One morning last week, I went on a walking tour of Quebec City with an experienced local tour guide, from the majestic Parliament of Quebec to the picturesque Saint Lawrence River. I asked questions, took pictures, learned about the multinational history of the Canadian neighborhood, and even visited a local shop to pick out a maple leaf ornament as a souvenir.

Later that afternoon, I visited a kitchen in Buenos Aires for a one-on-one lesson in making traditional Argentinian empanadas from an expert tour guide and cook. I soaked up the culinary and cultural history of the country, quizzed my host about the recipe, and left confident in my ability to make the savory pastries on my own.

All of this happened without leaving my desk in blustery Seattle. No, the experience wasn’t the same as actually traveling to a faraway destination, but it was close, or as close as many of us can get right now.

After months of secretive testing, the company is unveiling “Amazon Explore,” a new tech platform and marketplace that offers access to live virtual experiences with tour guides, store owners and other local experts in countries around the world.

A public beta of the service is launching Tuesday for Amazon’s US customers, who can request an invite for access to buy the virtual experiences.

While it might seem like the perfect tourism play for the pandemic, Amazon Explore has actually been in the works since long before global travel restrictions took effect. Of course, the big difference now is the increase in demand from would-be tourists, and the interest from tour guides and others who have seen their business plummet this year. A new report from Comscore says 2020 “will likely go down as the worst year in the history of online travel due to the pandemic.”

My tour guide in Quebec City, Hongying Tang, owner of HQ Tourism Services, said she was originally approached by Amazon in November of last year. She was intrigued, but didn’t see as much need for the service back then, with a busy schedule of in-person tours at the time.

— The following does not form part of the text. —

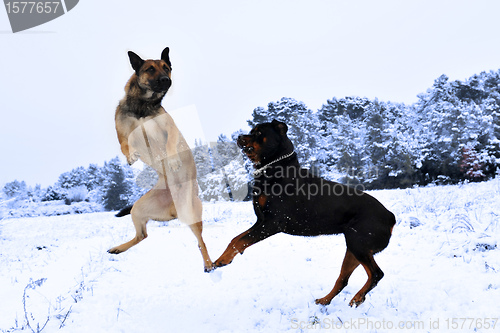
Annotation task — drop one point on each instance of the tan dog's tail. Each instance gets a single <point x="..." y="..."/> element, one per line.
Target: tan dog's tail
<point x="124" y="211"/>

But she got serious about participating in the Amazon Explore private beta earlier this year, when the impact of the pandemic on her business became clear.

“I’m like, OK, let’s get started, because this is the future,” she recalled. She has been able to keep her team working while other tour operators have gone dormant.

Amazon isn’t the first to try virtual experiences. Most notably, Amazon Explore pits the company against Airbnb, which launched its own marketplace for live virtual experiences in April as a distraction for quarantined would-be travelers and a lifeline for its business in the early days of the COVID-19 pandemic.

While Airbnb Online Experiences are available to small groups of people from different locations, Amazon is following its own path by focusing on one-on-one experiences for purchase, primarily by individuals and families. Amazon’s platform also lets its customers visit shops and purchase items of local interest to be shipped to their homes.

Although the company isn’t talking about its long-term plans, it’s not hard to imagine where this could be headed. Through the Amazon Explore program, the company is establishing relationships with tour guides around the world, potentially positioning it to do the reverse of what Airbnb did, expanding into in-person tours and experiences when the global pandemic finally ends.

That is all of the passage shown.